Stock Fundamentals

SAIL: Ironing out the dents

Satya Sontanam | Updated on April 21, 2019 Published on April 20, 2019

While a favourable demand environment augurs well, a possible increase in wages and higher production costs will be dampeners

After weathering a rather difficult demand environment until the mid of 2017, State-owned steel major SAIL started to turnaround, shrinking its losses substantially in FY18. Over the last three quarters of FY19, the company returned to profitable terrain, as operating margins improved remarkably (to 16 per cent in the nine months ended December 2018 from 6 per cent a year ago) as the macro environment improved for metals, and SAIL was able to benefit from the increased demand.

Prior to August 2018, the stock rallied in line with the company’s good showing, but the correction in the broader markets over the past year and the uncertainties in the metal sector caused by the US-China trade negotiations have led to a substantial decline in its share price since then.

Fundamentally, while a favourable demand environment augurs well for the company, possibility of an increase in wage cost, higher production costs and delays in the ramp-up of capacities, could be dampeners.

At the current market price of ₹57, the stock is trading at a multi-year low of nine times its trailing 12-month earnings. However, this is at a premium to those of its peers Tata Steel and JSW Steel. Hence, existing investors can hold on to their shares. Any further correction in the stock could be a good buying opportunity for the long term.

Scope for higher sales

SAIL has eight steel plants across Chhattisgarh, West Bengal, Odisha, Jharkhand, West Bengal, Tamil Nadu, Karnataka and Maharashtra. It has an existing steel-making capacity of about 21.5 million tonnes per annum (mtpa). The company produces both long and flat steel, catering to the needs of several industries such as construction, infrastructure and railways. The steel plants currently run at an average capacity utilisation rate of 75 per cent, providing leeway to ramp up production if demand continues to improve. Also, the on-going modernisation and expansion projects (capex pegged at ₹4,000 crore for FY18-19) could also help increase productio. SAIL’s production has increased at a compounded annual growth rate (CAGR) of almost 3 per cent in the last five years.

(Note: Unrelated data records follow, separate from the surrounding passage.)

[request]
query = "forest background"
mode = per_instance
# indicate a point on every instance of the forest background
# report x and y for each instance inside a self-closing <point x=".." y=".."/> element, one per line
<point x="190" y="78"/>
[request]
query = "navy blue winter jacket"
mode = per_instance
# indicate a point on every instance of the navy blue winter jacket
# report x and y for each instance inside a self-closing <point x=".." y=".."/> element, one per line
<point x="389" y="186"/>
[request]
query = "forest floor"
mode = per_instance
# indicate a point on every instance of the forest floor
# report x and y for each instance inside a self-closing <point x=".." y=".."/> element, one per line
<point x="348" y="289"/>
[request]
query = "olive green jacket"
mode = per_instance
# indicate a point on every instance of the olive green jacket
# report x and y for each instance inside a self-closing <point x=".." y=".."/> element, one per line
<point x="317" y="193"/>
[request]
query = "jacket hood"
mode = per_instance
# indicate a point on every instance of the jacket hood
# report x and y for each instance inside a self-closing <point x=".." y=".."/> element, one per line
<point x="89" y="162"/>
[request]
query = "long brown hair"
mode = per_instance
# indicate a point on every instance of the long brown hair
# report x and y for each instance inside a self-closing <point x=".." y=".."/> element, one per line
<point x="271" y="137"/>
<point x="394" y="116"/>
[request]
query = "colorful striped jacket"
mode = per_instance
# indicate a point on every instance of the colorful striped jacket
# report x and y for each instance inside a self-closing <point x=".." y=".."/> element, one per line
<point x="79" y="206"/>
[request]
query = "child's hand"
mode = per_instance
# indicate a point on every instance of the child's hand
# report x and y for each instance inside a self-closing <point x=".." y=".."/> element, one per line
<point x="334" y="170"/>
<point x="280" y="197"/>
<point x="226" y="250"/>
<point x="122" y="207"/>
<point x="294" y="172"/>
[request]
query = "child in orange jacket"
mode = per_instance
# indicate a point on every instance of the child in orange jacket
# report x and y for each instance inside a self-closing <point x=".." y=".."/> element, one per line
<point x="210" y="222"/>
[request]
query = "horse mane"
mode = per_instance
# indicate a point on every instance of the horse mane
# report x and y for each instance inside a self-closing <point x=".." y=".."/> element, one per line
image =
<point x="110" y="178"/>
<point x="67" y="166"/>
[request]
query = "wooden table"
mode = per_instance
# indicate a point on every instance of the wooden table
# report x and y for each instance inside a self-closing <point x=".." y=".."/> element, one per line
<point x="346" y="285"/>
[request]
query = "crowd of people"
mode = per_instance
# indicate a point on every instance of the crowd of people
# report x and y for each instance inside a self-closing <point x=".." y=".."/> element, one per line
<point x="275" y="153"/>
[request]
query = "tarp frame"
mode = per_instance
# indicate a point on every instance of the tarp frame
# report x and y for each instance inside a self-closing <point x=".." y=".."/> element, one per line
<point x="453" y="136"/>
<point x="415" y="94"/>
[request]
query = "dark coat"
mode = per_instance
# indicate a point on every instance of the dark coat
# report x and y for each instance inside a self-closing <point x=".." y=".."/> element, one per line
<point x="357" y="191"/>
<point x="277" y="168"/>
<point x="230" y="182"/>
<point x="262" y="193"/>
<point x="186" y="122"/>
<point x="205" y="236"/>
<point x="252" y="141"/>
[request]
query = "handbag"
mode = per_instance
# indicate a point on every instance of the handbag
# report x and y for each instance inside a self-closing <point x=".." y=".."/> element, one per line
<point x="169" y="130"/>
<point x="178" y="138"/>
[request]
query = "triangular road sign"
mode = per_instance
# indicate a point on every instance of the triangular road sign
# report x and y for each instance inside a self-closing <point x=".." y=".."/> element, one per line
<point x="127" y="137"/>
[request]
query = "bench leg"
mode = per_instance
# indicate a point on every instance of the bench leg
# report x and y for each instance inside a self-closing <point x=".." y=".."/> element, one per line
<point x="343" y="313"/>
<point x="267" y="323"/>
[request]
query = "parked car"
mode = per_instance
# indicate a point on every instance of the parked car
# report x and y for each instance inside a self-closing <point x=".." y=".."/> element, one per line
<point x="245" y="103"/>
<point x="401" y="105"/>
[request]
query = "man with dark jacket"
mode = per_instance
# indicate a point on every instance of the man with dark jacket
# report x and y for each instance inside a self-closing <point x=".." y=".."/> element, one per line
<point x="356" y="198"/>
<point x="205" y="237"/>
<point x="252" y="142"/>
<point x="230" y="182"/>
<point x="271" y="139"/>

Thus, the company is well placed to capitalise on the increasing demand for steel in the country. A new report by the World Steel Association forecasts that the demand for the metal would grow above 7 per cent in the current as well as next year on account of a wide range of continuing infrastructure projects.

Also, aside from strong demand, government regulations are expected to support steel prices in the country. Higher sales and improved realisations are expected to help the company boost its top-line.

Profitability under check

One notable cost to the company is its employee expense. SAIL has the highest proportion of wage cost to sales in the industry.

Being a government firm, SAIL is required to follow government guidelines on pension benefits and revise the pay scales of its employees. But the company has not provided entirely for the same, following a office memorandum issued by the Department of Public Enterprises which allows lower increments and contributions towards the pension fund.

The company’s auditors have stated that pending negotiations with the employees, SAIL should have made additional provisions. This could have impacted profits — for the nine months ended December 2018, the company reported a profit of ₹1,727 crore; this would have been a loss of ₹152 crore had the provisions been made.

Further, the cost of production (CoP) of SAIL is also high owing to the nature and structure of its steel plants. Though the company’s CoP is lower than JSW Steel’s on account of the former’s captive iron-ore mines, it is still way higher than that of Tata Steel’s.

The financial performance of the company has improved materially since FY18.

The net losses of the company declined from ₹4,021 crore in FY16 to ₹482 crore in FY18.

In the nine months of FY19, too, the operating performance of the company has been quite impressive.

While the revenue rose 20 per cent to ₹47,944 crore, there was a whopping threefold increase in the operating profit to ₹7,806 crore compared with the same period a year ago.

This was on account of improved realisations and reduced production costs.

The firm’s realisations in the December quarter stood at ₹48,000 per tonne, a 17 per cent rise from the corresponding period a year ago.

The debt-equity ratio has been stable over the last couple of years, at 1.25 times (as of December 31, 2018).